# Harrison's Pier or Virginia Beach Pier



## BORNTOFISH (May 13, 2002)

Whats going on at Harrrison or Virginia Beach Piers? Are the charter operating out Harrison yet?


----------



## Weakfish Warrior (Jul 15, 2001)

I don't think either have opened for business yet, but you definately hop on a charter out of Lynnhaven,or Rudee Inlet right now!!

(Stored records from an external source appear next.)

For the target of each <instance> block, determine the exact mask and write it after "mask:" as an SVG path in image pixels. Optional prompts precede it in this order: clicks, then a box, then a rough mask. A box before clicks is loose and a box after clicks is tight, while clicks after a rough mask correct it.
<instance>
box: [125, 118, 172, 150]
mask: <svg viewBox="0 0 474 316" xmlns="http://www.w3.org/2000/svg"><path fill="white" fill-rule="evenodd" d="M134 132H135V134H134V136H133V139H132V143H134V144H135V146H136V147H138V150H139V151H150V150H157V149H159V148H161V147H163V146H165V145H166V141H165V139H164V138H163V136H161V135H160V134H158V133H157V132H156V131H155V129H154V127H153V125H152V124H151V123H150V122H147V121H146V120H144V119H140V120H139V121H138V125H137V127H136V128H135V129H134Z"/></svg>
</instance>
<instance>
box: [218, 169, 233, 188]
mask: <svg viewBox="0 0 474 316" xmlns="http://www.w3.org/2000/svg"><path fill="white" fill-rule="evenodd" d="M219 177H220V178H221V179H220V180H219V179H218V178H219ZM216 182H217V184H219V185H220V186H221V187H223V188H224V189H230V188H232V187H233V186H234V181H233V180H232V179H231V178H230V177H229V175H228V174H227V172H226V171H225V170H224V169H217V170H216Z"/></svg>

I'm not sure what the number is for Lynnhaven, but the number to the fishing center is(757)491-8000, or You can come on down and take a chance at the early season Croaker that everyone is catching!! Personally I've been more concentrated on those Fish they call a S******* T****!!  

GOOD LUCK AND TIGHT LINES


----------



## rhino7628 (Sep 3, 2002)

Picked up 6 large croaker in a 45 minute session off of Harrison's on Saturday. Everyone on the pier was hitting them. Harrison's is still closed, but you could still use the beginning part of the pier (before the house part).


----------



## Surf and Turf (Oct 1, 2002)

Darn, NS$D and I were on the Spit Saturday and had no luck. Guess further east was better.


----------



## AL_N_VB (Apr 3, 2002)

We were right around the corner, S-N-T
Damn,but I am gonna try my luck @ Ruddee Inlet sometime this week.
Gimme a call if your intersted.


----------



## BORNTOFISH (May 13, 2002)

Thanks guys for input , I will be in the area on June 1, for about five day just fishing the local piers, hope to see some of you guys.


----------



## Surf and Turf (Oct 1, 2002)

I think we were just down the beach NS$D. I think he was at the Harrison's Pier near where Tidewater Drive and Ocean View Ave come together not at the Spit. I think ("before the house part".)

Friday is supposed to be 90. Wife said something about taking off. What'cha think NS$D?


----------



## firebox (Feb 3, 2003)

What seem's to be the best bait now for croaker, squid or shrimp?or maybe live minnows.


----------